A small handful of deputies - who should be applauded for their independence of thought - have taken a stand and questioned this ongoing extension of emergency powers, and voted against the extension, but all the while the other deputies ask few if any pertinent questions and compliantly just nod it all through, in my view meekly. What will it take for these deputies to stand up and be counted on this fundamental issue of our rights and our freedoms on this island?
The vitriol and threats meted out to local A&E Associate Specialist Dr Scott Mitchell for daring to question (incidentally as the U.K. JVCI had already done) the ethics of vaccinating young children - because they are not at risk from the virus, and never in human history have children been expected to somehow take any risk at all to protect older generations - was shocking, but emblematic of what happens when the CCA orthodoxy is challenged. Such is the degree of concern around the Covid-related arbitrary decision-making by the CCA that Dr Bridgman, the former Medical Officer of Health in Guernsey, felt that he had been left with little alternative than to take Dr Brink to court. This should all send a shiver down the spine, as should the freedom of expression implications in the refusal by the Committee for Education, Sport & Culture to allow a perfectly legitimate local health alliance group from holding a public meeting in taxpayer-owned premises, apparently because views could be expressed that would not tally with current CCA Covid Orthodoxy - so this is a clear example of censorship at work, and it has a strong whiff of what one would expect to see in China or Russia, where freedom of speech is also routinely snuffed out.

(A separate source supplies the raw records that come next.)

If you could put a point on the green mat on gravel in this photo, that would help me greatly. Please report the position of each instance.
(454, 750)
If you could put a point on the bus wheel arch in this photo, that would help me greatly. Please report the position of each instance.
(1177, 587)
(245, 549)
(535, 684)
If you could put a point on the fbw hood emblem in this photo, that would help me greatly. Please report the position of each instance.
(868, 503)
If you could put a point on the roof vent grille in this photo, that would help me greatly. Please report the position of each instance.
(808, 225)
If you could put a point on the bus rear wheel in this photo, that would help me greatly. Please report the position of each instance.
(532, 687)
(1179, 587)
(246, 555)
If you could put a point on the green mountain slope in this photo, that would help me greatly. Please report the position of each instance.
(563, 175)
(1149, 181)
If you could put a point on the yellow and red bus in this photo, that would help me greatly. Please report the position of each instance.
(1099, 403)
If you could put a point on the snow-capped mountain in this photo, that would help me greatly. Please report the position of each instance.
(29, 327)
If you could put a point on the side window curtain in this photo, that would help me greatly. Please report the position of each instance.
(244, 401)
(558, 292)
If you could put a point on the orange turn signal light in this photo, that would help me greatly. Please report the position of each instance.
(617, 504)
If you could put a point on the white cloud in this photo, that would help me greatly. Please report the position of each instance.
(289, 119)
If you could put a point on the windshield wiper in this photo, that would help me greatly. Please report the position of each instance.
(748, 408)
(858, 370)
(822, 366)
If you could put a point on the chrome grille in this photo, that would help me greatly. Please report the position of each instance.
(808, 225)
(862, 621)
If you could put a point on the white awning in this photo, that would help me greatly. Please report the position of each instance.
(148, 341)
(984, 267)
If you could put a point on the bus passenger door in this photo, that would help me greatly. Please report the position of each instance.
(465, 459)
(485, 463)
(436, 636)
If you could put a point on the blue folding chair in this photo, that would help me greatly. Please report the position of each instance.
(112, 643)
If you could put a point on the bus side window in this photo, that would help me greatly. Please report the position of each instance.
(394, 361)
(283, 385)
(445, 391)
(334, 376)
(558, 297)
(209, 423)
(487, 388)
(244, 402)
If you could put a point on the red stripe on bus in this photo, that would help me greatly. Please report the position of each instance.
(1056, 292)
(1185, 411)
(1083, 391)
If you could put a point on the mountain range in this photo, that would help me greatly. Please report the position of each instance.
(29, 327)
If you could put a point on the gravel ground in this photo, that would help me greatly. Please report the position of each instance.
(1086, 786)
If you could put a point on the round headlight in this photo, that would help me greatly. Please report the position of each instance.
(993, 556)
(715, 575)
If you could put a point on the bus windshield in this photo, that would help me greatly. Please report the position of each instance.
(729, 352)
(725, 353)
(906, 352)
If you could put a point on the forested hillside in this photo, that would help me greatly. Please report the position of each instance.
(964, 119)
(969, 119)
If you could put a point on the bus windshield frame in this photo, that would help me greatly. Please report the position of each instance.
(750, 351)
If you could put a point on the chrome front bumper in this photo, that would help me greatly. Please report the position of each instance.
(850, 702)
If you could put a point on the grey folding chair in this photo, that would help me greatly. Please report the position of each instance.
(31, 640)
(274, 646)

In my opinion, if we do not draw a clear line in the sand now, and say enough is enough, we will be in the same position as we are today, next year, and for many years to come, with restrictions of all sorts and with the absurd spectacle in a Covid protected population, of people who test positive for the virus being locked up under pain of severe punishment including prison sentences, children being forced to wear masks, and all the other tools of interference and control.
We risk ending up, through complacency, with a system of rule on the island that increasingly resembles a health dictatorship, with very few people - as is already the case - feeling comfortable expressing views and opinions in public that do not conform with the prevailing Covid orthodoxy as promulgated by the CCA - and even then, there is in my view now only one newspaper on this island with editorial independence that is willing to publish without fear or favour, and that is the Bailiwick Express - so there is at least hope for the continuation of freedom of expression.